Challenge
Recently, for example, a client company was trying to boost its SERP (search engine results page) outcomes. The president wanted to surface on the first page. One specific search-term placed one company link on page 3 of the Google SERPs, but in every other instance, the company was buried deep in the results, after page 5.
The web experts wanted to charge megabucks (yes, there’s gold in them-there SEOs) to optimize the company websites. The company president asked for help in testing the recommended search terms before he took the plunge with the web folks.
Solution
I executed a series of disciplined, systematic tests, which demonstrated the recommended terms would virtually never land the client on page 1 (or pages 2, 3, 4 or 5). This was a negative finding, the opposite of what the president had hoped for. It was valuable nonetheless.

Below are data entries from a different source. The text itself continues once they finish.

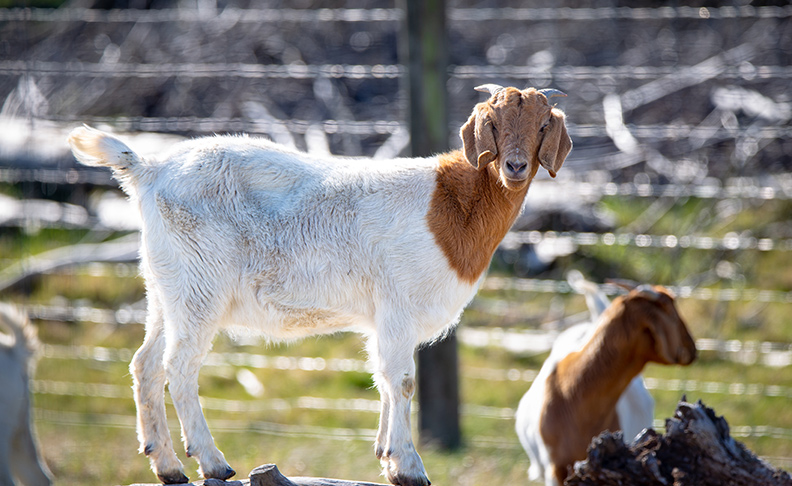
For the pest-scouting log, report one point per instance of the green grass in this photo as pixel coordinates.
(91, 440)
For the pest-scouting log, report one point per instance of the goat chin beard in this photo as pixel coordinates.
(514, 184)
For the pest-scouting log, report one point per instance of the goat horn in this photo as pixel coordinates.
(492, 89)
(549, 92)
(648, 292)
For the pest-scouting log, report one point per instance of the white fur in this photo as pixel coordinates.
(241, 231)
(19, 457)
(635, 407)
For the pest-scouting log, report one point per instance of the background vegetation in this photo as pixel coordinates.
(702, 205)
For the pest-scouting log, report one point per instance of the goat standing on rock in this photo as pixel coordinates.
(586, 384)
(242, 231)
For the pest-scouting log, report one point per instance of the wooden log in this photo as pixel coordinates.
(269, 475)
(696, 449)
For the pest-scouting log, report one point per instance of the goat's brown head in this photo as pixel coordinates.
(653, 307)
(519, 130)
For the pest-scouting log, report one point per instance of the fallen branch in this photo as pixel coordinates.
(695, 450)
(268, 475)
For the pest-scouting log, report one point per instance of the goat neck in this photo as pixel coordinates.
(470, 213)
(613, 356)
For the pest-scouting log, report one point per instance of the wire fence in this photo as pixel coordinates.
(710, 124)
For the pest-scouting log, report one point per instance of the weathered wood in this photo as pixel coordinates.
(425, 49)
(269, 475)
(696, 449)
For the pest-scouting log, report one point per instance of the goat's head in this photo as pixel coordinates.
(654, 309)
(519, 131)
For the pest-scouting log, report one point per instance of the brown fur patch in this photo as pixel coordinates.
(470, 213)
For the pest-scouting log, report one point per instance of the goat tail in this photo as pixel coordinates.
(24, 334)
(100, 149)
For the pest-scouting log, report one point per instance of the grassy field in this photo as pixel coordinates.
(305, 421)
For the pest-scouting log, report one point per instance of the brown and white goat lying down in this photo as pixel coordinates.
(242, 231)
(19, 457)
(574, 397)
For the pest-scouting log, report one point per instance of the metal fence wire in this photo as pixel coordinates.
(677, 113)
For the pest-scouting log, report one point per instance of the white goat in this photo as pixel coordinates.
(243, 231)
(591, 381)
(19, 457)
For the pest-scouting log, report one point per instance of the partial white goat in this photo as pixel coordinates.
(19, 457)
(590, 382)
(242, 231)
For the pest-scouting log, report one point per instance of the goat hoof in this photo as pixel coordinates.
(221, 475)
(175, 478)
(403, 480)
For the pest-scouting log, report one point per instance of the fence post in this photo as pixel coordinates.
(425, 47)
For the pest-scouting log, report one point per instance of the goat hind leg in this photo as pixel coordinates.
(148, 375)
(183, 359)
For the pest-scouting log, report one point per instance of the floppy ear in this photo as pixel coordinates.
(556, 143)
(478, 139)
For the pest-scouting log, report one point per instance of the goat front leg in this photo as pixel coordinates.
(148, 375)
(183, 358)
(396, 380)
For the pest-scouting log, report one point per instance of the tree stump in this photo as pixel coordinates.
(696, 449)
(269, 475)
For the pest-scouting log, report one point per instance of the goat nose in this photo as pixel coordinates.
(516, 166)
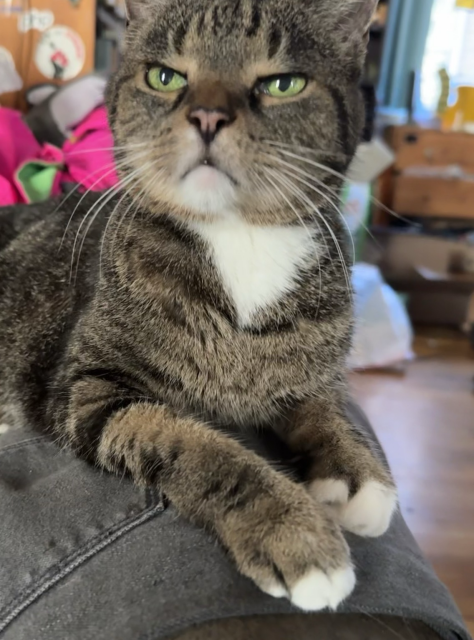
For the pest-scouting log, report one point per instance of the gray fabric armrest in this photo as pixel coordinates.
(86, 555)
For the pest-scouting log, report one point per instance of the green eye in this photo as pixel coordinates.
(165, 80)
(285, 86)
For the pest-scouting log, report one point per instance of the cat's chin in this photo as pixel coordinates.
(207, 191)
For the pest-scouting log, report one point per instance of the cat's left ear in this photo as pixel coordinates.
(357, 17)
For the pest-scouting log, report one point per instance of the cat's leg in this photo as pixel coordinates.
(346, 471)
(277, 534)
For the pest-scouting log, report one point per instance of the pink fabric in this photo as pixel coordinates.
(17, 145)
(86, 158)
(88, 153)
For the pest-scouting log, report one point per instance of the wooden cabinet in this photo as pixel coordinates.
(433, 174)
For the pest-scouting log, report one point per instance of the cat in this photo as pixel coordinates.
(212, 289)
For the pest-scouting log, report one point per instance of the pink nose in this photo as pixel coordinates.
(209, 122)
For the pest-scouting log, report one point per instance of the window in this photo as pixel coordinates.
(450, 45)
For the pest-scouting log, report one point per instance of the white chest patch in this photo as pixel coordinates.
(258, 265)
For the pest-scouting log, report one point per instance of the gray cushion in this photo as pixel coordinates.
(86, 555)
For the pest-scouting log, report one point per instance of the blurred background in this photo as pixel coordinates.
(409, 207)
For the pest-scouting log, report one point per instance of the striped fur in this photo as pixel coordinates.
(121, 332)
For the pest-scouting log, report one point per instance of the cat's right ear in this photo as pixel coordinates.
(138, 9)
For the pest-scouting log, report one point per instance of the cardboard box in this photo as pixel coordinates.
(43, 41)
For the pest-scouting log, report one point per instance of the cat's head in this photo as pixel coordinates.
(227, 107)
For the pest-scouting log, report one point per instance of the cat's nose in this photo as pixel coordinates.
(209, 122)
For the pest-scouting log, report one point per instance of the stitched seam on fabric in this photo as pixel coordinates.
(72, 562)
(23, 443)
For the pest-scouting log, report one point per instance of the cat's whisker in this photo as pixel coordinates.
(299, 193)
(104, 200)
(124, 148)
(331, 202)
(136, 199)
(321, 184)
(113, 167)
(268, 171)
(337, 174)
(154, 178)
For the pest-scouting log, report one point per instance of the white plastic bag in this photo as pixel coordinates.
(384, 335)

With that knowledge in hand, we worked with the client team to use our combined knowledge of the business and its customer base to identify terms and phrases that produced better results. We helped refine the website copy to incorporate these terms and phrases, and encouraged the team to boost findability by adding them to website page headings and metatags. These and other steps helped the company surface on page 1 of a Google search with far greater consistency.
Bottom Line
Negative findings can be powerful and useful. Knowing what terms will NOT produce results brings you closer to understanding what terms offer better SEO outcomes.
Have you tested your own F-factor lately? Can customers and prospects enter likely terms and phrases and find you on page 1? Page 2? Page 3?
Is it time to run your own tests and find out?